Twig opted to go home so they could have private time when Ada did return. Cam waited for her at the kitchen table, trying to read the paper but actually listening for the sound of her steps on the front porch. Maybe the wait was her punishment for everything—drinking too much all those years ago, keeping an ex-lover as a friend, getting cancer, not once but twice.
The sun had faded when she finally heard Ada’s key in the lock, but Cam didn’t get up to turn on the light. From the front room, there was no “Hon, I’m back,” just the sounds of Ada hanging up her coat in the closet and a big sigh. Cam watched Ada move across the room, in and out of her line of vision, then finally turn toward the kitchen with two bags of groceries from Food Lion.
“Why are you sitting
in the dark?” Ada asked, flipping on the bright overhead.
“Too lazy to get up.”
Ada eyed Cam with suspicion, then began opening and closing cabinet doors noisily as she put her purchases away. “Did chemo go okay?” When there was no response, she moved to the refrigerator and chucked the fresh vegetables into the crispers, as if they had been bothering her. “And where’s Twig? Didn’t he want supper after all?”
“He wanted to give us some time alone. Guess who called just a little while ago.”
Ada stopped what she was doing but didn’t turn around. “Who?”
“I think you might be able to guess.”
Ada ran a hand through her hair and slowly faced her. “I went there to see why she left you high and dry,” she explained. “I’ve been seething at her, and I thought I’d just have it out. So imagine my surprise when she springs that on me. I was mortified, completely humiliated. I could hardly see straight to drive.
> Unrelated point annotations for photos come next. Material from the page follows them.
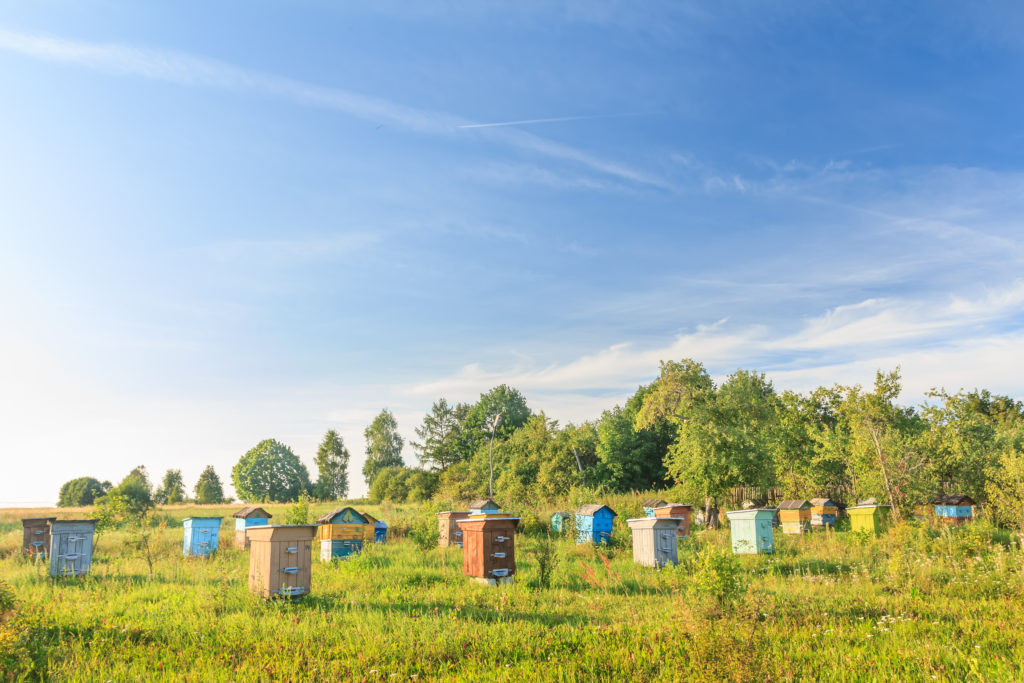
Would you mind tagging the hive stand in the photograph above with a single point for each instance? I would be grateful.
(488, 549)
(36, 536)
(654, 541)
(202, 536)
(751, 530)
(71, 547)
(281, 559)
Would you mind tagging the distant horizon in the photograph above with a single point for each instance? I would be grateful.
(206, 242)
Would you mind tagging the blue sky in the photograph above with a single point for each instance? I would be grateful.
(225, 222)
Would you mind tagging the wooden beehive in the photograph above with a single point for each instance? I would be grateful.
(281, 559)
(650, 504)
(679, 511)
(342, 532)
(71, 547)
(823, 512)
(247, 517)
(488, 548)
(202, 536)
(654, 541)
(795, 516)
(558, 521)
(953, 509)
(752, 530)
(36, 536)
(448, 527)
(594, 523)
(868, 516)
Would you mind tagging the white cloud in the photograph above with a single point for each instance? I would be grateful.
(189, 70)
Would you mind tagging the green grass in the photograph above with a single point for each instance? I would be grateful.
(914, 604)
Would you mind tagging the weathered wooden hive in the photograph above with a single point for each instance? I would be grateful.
(559, 521)
(752, 530)
(36, 536)
(71, 547)
(654, 541)
(868, 516)
(202, 536)
(448, 527)
(953, 509)
(246, 518)
(342, 532)
(594, 523)
(679, 511)
(823, 512)
(650, 504)
(795, 516)
(281, 559)
(488, 548)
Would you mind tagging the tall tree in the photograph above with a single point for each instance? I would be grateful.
(270, 471)
(332, 465)
(383, 445)
(209, 489)
(171, 489)
(81, 492)
(438, 444)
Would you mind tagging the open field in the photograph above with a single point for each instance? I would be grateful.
(916, 603)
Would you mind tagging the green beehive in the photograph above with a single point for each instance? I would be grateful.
(751, 530)
(868, 516)
(558, 521)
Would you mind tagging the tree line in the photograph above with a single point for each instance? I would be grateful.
(683, 430)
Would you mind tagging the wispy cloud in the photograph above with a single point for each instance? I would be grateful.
(188, 70)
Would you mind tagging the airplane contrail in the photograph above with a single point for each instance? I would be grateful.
(531, 121)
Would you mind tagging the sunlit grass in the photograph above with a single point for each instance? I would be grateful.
(913, 604)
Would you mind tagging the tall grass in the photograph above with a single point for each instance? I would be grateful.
(911, 604)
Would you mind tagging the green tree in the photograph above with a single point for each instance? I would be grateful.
(632, 458)
(887, 453)
(209, 489)
(269, 471)
(171, 489)
(438, 446)
(82, 492)
(332, 466)
(383, 445)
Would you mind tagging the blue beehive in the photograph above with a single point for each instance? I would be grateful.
(650, 504)
(594, 523)
(201, 536)
(752, 530)
(953, 509)
(246, 518)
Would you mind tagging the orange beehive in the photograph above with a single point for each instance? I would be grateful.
(488, 548)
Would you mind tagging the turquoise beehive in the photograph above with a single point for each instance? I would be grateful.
(751, 530)
(202, 535)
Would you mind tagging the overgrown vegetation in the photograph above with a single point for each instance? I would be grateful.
(914, 603)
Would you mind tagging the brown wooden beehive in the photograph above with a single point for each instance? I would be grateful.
(281, 559)
(36, 536)
(448, 527)
(678, 511)
(488, 548)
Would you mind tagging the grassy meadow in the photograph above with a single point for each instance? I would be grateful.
(916, 603)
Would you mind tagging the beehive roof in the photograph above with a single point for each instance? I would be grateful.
(952, 499)
(592, 509)
(252, 511)
(327, 519)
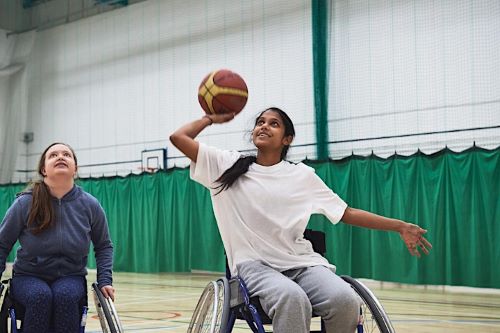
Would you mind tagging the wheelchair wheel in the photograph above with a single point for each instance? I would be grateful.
(108, 317)
(374, 317)
(211, 312)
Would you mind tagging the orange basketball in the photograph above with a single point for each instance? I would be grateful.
(223, 91)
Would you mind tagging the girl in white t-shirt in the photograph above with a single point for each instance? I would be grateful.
(262, 205)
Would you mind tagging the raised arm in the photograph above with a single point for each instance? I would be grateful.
(410, 233)
(183, 138)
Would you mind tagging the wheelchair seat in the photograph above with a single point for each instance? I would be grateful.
(317, 239)
(227, 299)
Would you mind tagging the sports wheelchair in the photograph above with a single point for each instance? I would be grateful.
(13, 312)
(227, 299)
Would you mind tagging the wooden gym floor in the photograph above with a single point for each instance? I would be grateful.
(164, 303)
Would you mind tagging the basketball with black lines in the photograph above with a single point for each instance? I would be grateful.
(223, 91)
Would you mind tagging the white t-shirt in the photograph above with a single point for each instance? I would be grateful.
(263, 215)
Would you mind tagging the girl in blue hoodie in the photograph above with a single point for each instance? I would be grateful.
(55, 221)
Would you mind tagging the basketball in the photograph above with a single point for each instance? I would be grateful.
(223, 91)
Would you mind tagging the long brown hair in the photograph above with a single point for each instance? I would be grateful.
(41, 215)
(241, 165)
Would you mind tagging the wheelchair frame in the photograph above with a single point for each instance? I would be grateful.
(210, 316)
(106, 311)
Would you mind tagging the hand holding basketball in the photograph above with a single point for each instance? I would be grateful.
(221, 92)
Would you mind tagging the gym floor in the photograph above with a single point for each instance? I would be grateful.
(164, 303)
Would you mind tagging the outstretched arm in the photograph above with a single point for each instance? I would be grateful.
(183, 138)
(410, 233)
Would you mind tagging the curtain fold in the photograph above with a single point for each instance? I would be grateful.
(164, 222)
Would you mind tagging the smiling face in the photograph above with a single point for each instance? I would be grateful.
(270, 131)
(58, 160)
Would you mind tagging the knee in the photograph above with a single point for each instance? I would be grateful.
(294, 298)
(345, 304)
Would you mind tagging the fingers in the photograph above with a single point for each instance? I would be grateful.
(222, 118)
(421, 244)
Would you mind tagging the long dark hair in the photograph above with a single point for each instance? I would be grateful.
(243, 163)
(41, 215)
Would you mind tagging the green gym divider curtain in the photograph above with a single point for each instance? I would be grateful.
(164, 222)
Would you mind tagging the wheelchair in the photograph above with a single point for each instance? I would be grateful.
(227, 299)
(13, 312)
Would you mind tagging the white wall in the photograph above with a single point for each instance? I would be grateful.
(118, 83)
(405, 67)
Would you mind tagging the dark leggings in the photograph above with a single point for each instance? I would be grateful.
(44, 301)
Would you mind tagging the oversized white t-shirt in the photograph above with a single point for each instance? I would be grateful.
(263, 215)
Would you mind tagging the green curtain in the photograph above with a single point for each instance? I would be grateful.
(321, 51)
(164, 222)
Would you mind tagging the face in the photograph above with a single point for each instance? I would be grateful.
(269, 132)
(59, 161)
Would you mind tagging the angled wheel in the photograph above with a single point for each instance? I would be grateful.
(373, 316)
(108, 317)
(211, 312)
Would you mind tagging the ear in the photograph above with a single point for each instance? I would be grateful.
(287, 140)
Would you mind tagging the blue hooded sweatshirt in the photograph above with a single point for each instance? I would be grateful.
(63, 249)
I didn’t deserve that, Cam.”
“Lu’s the one who should be mortified,” Cam said. “It’s just sick that she would tell you such a thing after all these years.”
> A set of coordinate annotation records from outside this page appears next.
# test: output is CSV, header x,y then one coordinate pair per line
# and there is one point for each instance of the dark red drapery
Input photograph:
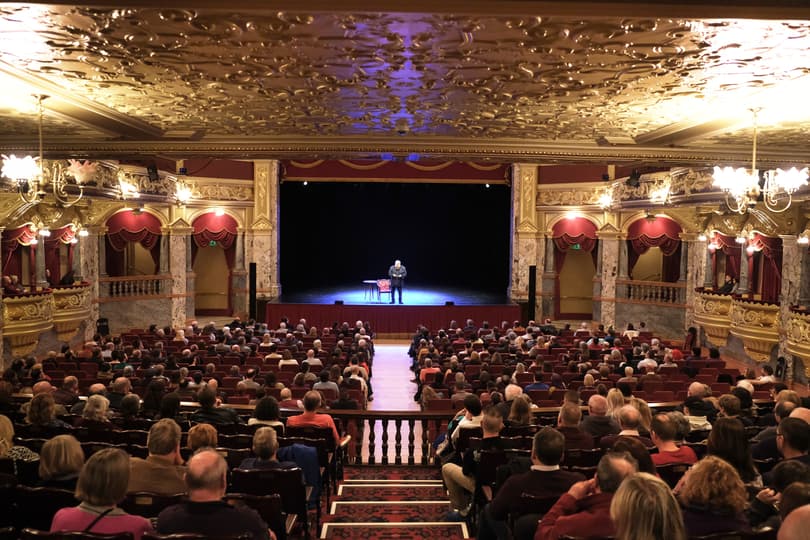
x,y
662,233
59,239
129,226
12,254
221,230
570,232
731,249
771,249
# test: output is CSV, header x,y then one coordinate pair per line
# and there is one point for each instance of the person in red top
x,y
663,433
585,509
310,418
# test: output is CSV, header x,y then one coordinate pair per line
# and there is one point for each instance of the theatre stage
x,y
421,306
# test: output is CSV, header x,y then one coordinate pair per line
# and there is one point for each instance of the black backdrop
x,y
447,235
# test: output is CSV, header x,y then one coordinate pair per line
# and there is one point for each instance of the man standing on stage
x,y
397,274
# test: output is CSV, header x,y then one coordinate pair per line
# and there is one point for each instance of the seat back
x,y
33,534
37,506
148,504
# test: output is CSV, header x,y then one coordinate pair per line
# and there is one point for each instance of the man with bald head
x,y
794,527
598,424
204,512
43,387
629,421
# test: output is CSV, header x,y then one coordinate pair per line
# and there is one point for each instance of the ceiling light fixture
x,y
743,187
35,179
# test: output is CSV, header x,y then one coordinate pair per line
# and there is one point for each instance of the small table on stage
x,y
370,289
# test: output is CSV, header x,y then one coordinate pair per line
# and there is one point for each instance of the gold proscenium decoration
x,y
757,325
712,312
36,180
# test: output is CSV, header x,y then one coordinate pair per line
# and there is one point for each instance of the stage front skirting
x,y
390,319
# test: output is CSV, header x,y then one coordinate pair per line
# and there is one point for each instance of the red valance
x,y
219,229
129,226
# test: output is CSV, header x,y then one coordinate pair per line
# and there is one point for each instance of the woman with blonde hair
x,y
713,497
7,448
615,402
102,485
644,508
60,462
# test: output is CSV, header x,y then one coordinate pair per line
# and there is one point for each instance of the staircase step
x,y
379,531
388,511
382,491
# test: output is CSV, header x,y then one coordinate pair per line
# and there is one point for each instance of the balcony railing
x,y
134,286
652,292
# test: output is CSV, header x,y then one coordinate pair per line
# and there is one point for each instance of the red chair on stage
x,y
384,287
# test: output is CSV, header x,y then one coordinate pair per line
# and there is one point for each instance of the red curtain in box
x,y
771,249
58,239
128,226
12,254
570,232
731,249
662,233
219,229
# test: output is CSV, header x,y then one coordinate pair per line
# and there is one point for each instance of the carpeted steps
x,y
390,502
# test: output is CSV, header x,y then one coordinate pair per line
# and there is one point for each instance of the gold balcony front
x,y
25,317
757,325
798,336
713,313
71,307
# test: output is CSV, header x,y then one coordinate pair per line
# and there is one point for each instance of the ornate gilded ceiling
x,y
246,83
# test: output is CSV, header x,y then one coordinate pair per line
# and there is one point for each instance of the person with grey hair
x,y
585,508
205,512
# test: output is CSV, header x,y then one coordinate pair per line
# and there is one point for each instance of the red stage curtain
x,y
569,232
661,233
771,249
128,226
12,255
731,249
53,245
220,229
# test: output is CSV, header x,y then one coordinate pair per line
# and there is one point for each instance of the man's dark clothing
x,y
218,415
609,440
65,397
216,518
576,439
397,276
538,483
599,426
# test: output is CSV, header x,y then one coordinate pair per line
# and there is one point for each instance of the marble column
x,y
163,264
742,285
41,279
611,252
177,240
89,252
262,241
693,270
791,284
239,285
524,235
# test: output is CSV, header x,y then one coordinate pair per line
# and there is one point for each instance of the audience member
x,y
162,470
205,512
644,508
101,486
60,462
586,507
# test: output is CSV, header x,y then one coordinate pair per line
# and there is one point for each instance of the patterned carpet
x,y
392,473
453,531
387,512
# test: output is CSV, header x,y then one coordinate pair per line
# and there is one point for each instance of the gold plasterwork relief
x,y
757,325
713,313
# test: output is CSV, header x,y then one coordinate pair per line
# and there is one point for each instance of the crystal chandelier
x,y
35,179
743,187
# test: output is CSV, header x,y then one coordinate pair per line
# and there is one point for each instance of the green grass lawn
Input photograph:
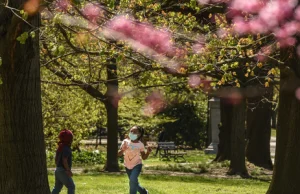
x,y
160,184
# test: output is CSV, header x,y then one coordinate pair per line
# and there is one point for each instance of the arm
x,y
120,152
124,146
66,166
145,155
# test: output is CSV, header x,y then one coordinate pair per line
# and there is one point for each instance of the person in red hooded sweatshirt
x,y
63,160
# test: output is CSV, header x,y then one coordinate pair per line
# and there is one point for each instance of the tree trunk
x,y
237,162
287,156
259,132
111,105
225,131
22,156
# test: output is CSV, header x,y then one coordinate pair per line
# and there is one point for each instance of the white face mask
x,y
133,136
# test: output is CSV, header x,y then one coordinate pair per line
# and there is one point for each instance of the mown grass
x,y
162,184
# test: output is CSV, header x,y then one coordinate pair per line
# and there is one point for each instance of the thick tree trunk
x,y
237,162
224,152
259,132
111,105
22,156
287,157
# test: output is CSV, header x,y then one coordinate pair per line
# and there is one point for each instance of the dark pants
x,y
61,179
133,175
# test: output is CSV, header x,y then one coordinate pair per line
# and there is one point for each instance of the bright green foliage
x,y
164,184
23,37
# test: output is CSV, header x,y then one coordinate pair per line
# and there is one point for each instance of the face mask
x,y
132,136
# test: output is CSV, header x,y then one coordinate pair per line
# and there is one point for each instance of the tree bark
x,y
237,162
111,105
259,132
224,147
22,156
287,156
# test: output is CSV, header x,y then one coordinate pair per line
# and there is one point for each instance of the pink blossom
x,y
298,51
122,24
286,42
63,4
203,2
240,26
222,33
198,48
257,25
194,81
92,11
154,103
291,28
252,6
297,13
263,53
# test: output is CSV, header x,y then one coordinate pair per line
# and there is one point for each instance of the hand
x,y
124,146
149,149
69,173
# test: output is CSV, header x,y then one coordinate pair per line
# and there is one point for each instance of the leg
x,y
67,181
58,184
157,149
134,183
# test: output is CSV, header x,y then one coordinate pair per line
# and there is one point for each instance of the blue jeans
x,y
133,175
61,179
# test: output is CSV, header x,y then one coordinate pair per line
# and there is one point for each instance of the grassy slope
x,y
159,184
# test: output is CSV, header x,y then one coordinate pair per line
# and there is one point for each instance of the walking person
x,y
134,151
161,138
63,160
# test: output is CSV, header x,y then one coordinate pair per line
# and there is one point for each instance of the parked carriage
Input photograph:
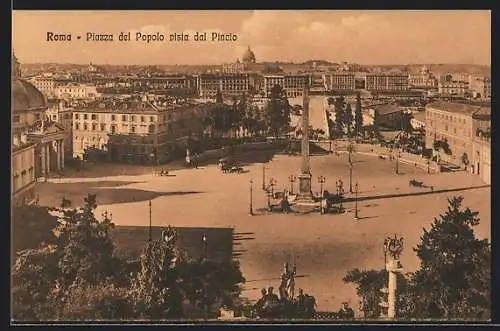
x,y
228,165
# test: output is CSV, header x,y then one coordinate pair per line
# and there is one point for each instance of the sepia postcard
x,y
251,166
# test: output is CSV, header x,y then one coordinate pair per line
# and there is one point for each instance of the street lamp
x,y
272,184
251,198
264,176
204,240
292,180
150,223
356,203
386,250
321,181
397,162
350,177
“She must still love you.”
Cam waved off the suggestion, not caring if it was true or not. “That’s her problem,” Cam said. “I chose you.”
Ada moved to the table and sat down, her forehead lined with worry. “I know you did, and I would have never even brought the thing with Lu up, not now. But I do wonder what else you haven’t told me. Or if this lie about Lu . . .”
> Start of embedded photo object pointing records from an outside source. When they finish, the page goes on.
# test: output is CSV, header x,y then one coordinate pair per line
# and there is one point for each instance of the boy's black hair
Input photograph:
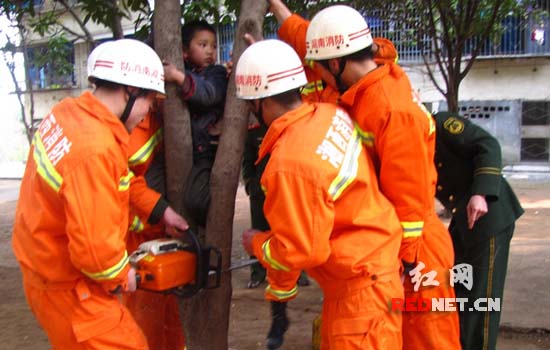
x,y
189,29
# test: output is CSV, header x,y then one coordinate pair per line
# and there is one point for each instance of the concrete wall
x,y
495,79
44,99
492,94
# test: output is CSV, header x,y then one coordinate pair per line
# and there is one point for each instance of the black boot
x,y
279,325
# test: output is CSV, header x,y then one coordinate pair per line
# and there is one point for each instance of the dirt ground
x,y
249,321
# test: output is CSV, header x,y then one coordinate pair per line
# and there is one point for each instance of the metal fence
x,y
527,35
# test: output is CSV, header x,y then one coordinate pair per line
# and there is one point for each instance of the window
x,y
51,66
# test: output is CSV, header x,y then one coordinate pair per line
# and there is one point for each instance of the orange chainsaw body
x,y
166,271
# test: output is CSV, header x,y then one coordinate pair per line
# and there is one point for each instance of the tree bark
x,y
206,317
177,125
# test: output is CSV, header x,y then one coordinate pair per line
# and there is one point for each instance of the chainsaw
x,y
179,266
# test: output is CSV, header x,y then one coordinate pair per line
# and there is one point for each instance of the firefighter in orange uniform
x,y
323,205
157,314
321,86
399,135
72,216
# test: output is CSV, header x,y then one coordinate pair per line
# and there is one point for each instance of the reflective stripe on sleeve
x,y
145,152
349,167
109,273
45,167
124,182
487,171
312,87
275,265
282,294
412,228
137,225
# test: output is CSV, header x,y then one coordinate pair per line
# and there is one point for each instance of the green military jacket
x,y
468,162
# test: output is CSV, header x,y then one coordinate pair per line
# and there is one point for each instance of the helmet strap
x,y
338,76
130,104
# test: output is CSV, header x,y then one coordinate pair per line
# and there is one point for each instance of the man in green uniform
x,y
484,210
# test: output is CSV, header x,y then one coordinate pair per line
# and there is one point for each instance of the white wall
x,y
495,79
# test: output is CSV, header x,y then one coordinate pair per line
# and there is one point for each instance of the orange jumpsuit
x,y
400,138
157,314
70,228
328,216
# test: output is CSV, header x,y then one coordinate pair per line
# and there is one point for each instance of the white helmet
x,y
336,31
127,62
267,68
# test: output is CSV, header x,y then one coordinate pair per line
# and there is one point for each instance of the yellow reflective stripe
x,y
145,152
109,273
124,182
312,87
275,265
44,166
348,170
487,171
136,225
282,294
367,137
412,228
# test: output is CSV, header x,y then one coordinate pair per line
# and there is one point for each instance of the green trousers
x,y
489,258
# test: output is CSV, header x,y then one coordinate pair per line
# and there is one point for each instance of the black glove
x,y
279,325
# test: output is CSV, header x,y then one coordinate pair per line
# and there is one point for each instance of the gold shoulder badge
x,y
454,125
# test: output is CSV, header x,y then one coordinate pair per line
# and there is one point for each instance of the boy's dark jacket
x,y
205,92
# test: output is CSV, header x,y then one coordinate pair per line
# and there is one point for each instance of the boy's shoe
x,y
253,284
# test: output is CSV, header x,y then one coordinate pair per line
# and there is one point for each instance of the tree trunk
x,y
206,317
452,92
177,126
116,26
“More an omission, I’d say.”
“. . . this omission about Lu is . . . well, I wonder if you’re keeping more from me.”
“This is the honest-to-God truth, Ada. It was just one time with Lu. She was furious with me for a while, but we got past it and mended our friendship. There were good memories with her worth saving, I thought. And I didn’t want to dig it up again by telling you.”